Las obligaciones de proveedor y de responsable del despliegue no entran todas a la vez. La alfabetización en IA del artículo 4 y las prácticas prohibidas del artículo 5 son exigibles desde el 2 de febrero de 2025, y afectan a ambas figuras por igual. Las obligaciones de transparencia del artículo 50 llegan el 2 de agosto de 2026, pero reparten tareas distintas: el proveedor debe hacer el contenido detectable técnicamente y el responsable del despliegue debe avisar a las personas cuando corresponda. Las obligaciones de alto riesgo del anexo III (empleo, crédito, educación, biometría, servicios esenciales) —los artículos 16 y 26 que llenan la tabla anterior— se aplazaron al 2 de diciembre de 2027, y las del anexo I (IA integrada en productos regulados) al 2 de agosto de 2028. Repasa qué se aplica exactamente el 2 de agosto de 2026 en esta guía si tienes dudas sobre esa fecha en concreto.

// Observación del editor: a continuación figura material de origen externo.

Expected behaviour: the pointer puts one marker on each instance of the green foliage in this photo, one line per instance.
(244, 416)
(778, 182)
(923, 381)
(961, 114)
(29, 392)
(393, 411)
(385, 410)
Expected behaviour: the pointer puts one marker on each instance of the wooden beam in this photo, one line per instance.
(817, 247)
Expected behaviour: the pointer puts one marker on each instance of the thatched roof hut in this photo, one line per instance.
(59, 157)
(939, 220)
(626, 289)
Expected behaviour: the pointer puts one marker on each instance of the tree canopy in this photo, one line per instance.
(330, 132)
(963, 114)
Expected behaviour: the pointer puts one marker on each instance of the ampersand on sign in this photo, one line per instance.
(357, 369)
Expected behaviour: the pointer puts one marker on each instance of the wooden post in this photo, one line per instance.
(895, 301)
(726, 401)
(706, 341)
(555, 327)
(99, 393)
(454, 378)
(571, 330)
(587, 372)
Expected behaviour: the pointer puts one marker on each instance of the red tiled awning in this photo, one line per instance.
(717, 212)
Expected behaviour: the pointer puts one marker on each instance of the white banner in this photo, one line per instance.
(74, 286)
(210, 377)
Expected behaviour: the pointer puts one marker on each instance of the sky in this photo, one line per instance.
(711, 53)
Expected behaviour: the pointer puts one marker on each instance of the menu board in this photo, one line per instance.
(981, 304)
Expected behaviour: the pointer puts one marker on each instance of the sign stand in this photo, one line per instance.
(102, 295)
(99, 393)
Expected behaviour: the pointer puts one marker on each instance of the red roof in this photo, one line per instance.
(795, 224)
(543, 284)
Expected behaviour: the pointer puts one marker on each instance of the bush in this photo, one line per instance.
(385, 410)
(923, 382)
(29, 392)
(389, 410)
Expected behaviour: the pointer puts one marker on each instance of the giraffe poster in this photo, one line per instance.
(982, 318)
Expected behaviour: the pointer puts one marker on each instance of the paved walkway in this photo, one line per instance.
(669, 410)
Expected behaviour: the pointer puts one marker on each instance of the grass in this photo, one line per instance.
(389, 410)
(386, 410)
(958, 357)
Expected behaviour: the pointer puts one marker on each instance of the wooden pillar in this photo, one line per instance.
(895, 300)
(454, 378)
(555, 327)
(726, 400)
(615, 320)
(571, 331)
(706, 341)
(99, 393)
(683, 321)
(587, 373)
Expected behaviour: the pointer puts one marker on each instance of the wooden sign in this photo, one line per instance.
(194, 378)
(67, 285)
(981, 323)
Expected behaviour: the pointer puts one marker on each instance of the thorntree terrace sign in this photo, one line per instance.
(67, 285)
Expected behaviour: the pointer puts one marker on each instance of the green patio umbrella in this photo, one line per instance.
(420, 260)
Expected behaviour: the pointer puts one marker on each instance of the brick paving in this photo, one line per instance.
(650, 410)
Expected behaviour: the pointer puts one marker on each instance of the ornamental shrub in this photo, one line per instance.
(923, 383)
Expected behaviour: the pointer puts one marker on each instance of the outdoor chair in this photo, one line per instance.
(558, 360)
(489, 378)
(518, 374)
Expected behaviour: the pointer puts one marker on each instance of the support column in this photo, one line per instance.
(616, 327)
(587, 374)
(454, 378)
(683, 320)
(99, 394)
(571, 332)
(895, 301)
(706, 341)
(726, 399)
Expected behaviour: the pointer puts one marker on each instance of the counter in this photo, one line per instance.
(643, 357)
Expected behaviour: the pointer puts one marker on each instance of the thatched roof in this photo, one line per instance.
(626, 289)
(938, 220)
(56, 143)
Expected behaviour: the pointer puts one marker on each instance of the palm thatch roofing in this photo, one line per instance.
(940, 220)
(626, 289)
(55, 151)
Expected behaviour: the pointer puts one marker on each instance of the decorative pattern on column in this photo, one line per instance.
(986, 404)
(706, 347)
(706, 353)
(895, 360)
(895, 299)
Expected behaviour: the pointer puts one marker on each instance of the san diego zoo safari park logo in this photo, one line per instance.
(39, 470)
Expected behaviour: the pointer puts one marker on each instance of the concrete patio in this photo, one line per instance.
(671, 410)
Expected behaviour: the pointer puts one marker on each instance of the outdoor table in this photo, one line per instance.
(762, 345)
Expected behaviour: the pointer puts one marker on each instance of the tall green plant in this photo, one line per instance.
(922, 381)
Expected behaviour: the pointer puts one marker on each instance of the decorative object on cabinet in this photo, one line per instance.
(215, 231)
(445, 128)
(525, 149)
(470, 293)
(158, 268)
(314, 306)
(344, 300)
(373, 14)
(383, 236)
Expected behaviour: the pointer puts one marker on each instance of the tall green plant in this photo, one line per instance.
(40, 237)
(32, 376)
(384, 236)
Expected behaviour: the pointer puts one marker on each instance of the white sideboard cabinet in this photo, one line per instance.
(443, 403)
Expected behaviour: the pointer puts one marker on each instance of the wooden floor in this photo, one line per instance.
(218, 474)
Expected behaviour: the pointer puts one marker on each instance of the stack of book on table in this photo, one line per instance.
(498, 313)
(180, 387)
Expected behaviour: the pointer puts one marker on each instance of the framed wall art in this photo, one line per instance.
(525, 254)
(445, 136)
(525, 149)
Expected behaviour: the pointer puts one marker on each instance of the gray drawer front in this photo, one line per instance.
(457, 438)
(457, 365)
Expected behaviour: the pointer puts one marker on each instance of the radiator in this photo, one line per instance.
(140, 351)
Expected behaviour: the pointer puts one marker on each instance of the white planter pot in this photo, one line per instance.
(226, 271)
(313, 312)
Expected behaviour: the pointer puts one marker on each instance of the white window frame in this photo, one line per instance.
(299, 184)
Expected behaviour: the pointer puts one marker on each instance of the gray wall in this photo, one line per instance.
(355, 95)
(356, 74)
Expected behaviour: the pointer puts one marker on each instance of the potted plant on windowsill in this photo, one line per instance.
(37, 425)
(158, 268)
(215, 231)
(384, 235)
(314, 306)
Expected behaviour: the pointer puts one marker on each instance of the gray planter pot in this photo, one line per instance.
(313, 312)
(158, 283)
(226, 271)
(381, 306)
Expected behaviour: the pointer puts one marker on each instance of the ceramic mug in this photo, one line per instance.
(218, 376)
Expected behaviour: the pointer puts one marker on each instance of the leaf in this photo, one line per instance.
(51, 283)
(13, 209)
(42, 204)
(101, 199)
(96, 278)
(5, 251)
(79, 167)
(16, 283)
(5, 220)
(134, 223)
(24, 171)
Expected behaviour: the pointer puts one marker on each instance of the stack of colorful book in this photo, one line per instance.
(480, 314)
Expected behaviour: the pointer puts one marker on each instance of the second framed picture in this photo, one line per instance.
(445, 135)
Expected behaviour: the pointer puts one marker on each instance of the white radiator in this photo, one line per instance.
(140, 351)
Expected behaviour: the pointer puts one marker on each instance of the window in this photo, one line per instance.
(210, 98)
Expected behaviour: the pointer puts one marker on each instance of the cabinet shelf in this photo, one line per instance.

Cómo saberlo en la práctica

Para cada sistema de tu inventario, hazte tres preguntas en orden: ¿lo he desarrollado yo o alguien por encargo mío? ¿Le he puesto mi marca a un sistema de otro? ¿Lo he modificado sustancialmente o le he dado un uso distinto del previsto por quien lo vendió? Si la respuesta a las tres es no, eres responsable del despliegue de ese sistema y tus obligaciones son las de vigilancia, supervisión humana e información, no las de conformidad técnica. Confundirlo no es un matiz académico: el régimen sancionador ya es exigible desde el 2 de agosto de 2025, y responder ante una inspección con las obligaciones equivocadas no exime de las que sí te correspondían. Puedes ver qué arriesga una pyme según el caso en esta guía sobre sanciones.

Preguntas frecuentes

¿Puedo ser proveedor y responsable del despliegue del mismo sistema a la vez?

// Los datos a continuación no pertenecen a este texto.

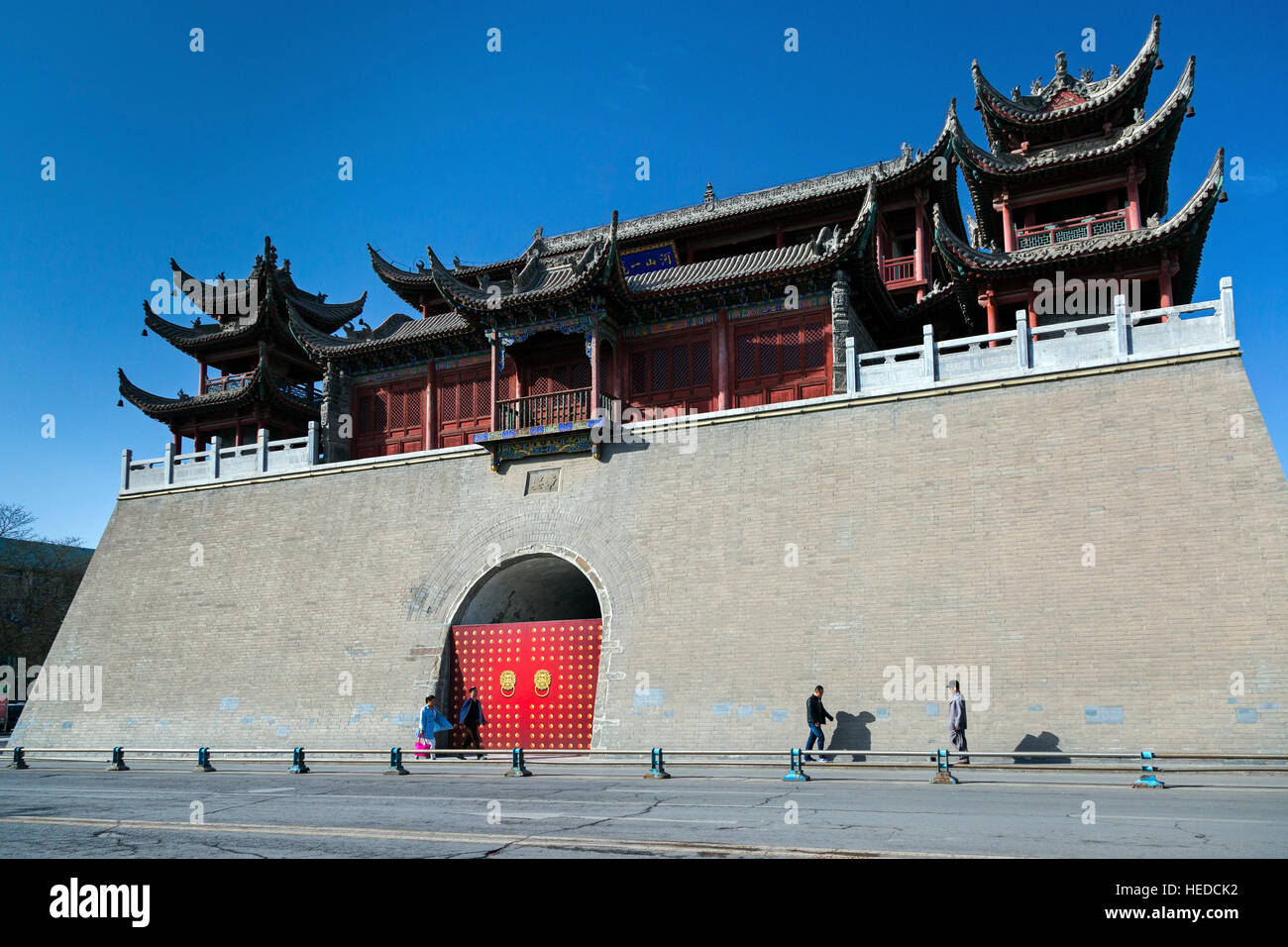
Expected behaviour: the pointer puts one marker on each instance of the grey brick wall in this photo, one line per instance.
(964, 549)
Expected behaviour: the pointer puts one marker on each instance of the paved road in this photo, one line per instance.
(471, 809)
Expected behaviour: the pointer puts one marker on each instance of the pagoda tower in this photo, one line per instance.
(1072, 193)
(262, 376)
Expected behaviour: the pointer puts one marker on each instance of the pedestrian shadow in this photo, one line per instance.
(1043, 742)
(851, 733)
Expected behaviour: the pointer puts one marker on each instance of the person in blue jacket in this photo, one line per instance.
(432, 722)
(472, 718)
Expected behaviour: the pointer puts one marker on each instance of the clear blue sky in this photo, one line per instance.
(161, 151)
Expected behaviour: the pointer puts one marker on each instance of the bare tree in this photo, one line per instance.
(38, 581)
(16, 522)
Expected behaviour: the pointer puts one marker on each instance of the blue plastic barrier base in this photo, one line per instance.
(1149, 783)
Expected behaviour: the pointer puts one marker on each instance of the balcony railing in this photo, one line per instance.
(900, 268)
(228, 382)
(300, 390)
(539, 410)
(1074, 228)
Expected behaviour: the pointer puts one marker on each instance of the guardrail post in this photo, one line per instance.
(1147, 779)
(851, 367)
(928, 357)
(1122, 347)
(943, 768)
(1228, 307)
(516, 767)
(658, 770)
(798, 772)
(1021, 341)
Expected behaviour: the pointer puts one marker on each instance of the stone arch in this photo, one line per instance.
(535, 583)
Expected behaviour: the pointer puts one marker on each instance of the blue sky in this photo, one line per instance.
(161, 151)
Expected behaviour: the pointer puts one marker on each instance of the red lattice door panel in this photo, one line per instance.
(536, 682)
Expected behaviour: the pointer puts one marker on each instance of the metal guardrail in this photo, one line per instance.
(1145, 763)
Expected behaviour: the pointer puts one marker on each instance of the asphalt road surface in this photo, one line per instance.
(472, 810)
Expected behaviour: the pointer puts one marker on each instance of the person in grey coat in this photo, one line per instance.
(957, 719)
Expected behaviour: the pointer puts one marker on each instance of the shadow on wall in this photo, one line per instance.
(851, 733)
(1044, 742)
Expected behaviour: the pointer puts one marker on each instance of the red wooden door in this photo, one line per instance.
(536, 682)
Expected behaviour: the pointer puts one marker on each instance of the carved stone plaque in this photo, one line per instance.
(542, 480)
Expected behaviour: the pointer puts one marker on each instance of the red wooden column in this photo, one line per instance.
(1132, 198)
(593, 367)
(430, 437)
(493, 375)
(919, 261)
(1008, 223)
(724, 399)
(991, 303)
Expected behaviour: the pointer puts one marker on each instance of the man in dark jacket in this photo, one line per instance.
(815, 714)
(472, 718)
(957, 719)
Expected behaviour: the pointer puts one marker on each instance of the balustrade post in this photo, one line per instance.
(1021, 341)
(1228, 307)
(1122, 344)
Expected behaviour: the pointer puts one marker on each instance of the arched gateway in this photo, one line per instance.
(528, 637)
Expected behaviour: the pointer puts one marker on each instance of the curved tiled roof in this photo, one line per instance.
(1196, 211)
(259, 386)
(159, 405)
(395, 330)
(540, 281)
(825, 249)
(1129, 85)
(410, 285)
(1121, 140)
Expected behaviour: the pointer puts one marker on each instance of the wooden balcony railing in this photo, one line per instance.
(544, 408)
(900, 268)
(226, 382)
(1074, 228)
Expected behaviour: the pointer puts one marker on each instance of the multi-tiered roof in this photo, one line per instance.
(266, 372)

Sí, es posible: ocurre cuando desarrollas una herramienta de IA para uso interno, sin comercializarla a terceros, y la usas dentro de tu propia empresa, asumiendo así ambos papeles definidos en el artículo 3 del reglamento.

¿Contratar un desarrollo a medida me convierte en proveedor?

Depende de bajo qué nombre o marca se introduzca el sistema en el mercado o se ponga en servicio; si lo comercializas con tu marca, el artículo 25 te atribuye las obligaciones de proveedor aunque no hayas escrito el código tú mismo.

¿Qué pasa si modifico ligeramente un sistema de IA que he comprado?

Solo pasas a ser proveedor si la modificación es «sustancial» en el sentido del artículo 25 y el sistema sigue siendo de alto riesgo tras el cambio; los ajustes de configuración menores no suelen desplazar esa responsabilidad.

¿El proveedor original queda libre de toda obligación tras un cambio de marca o finalidad?

No del todo: aunque deja de ser proveedor de ese sistema concreto, el artículo 25.2 le obliga a cooperar con el nuevo proveedor facilitándole información y acceso técnico razonable, salvo que hubiera advertido expresamente que el sistema no debía convertirse en uno de alto riesgo.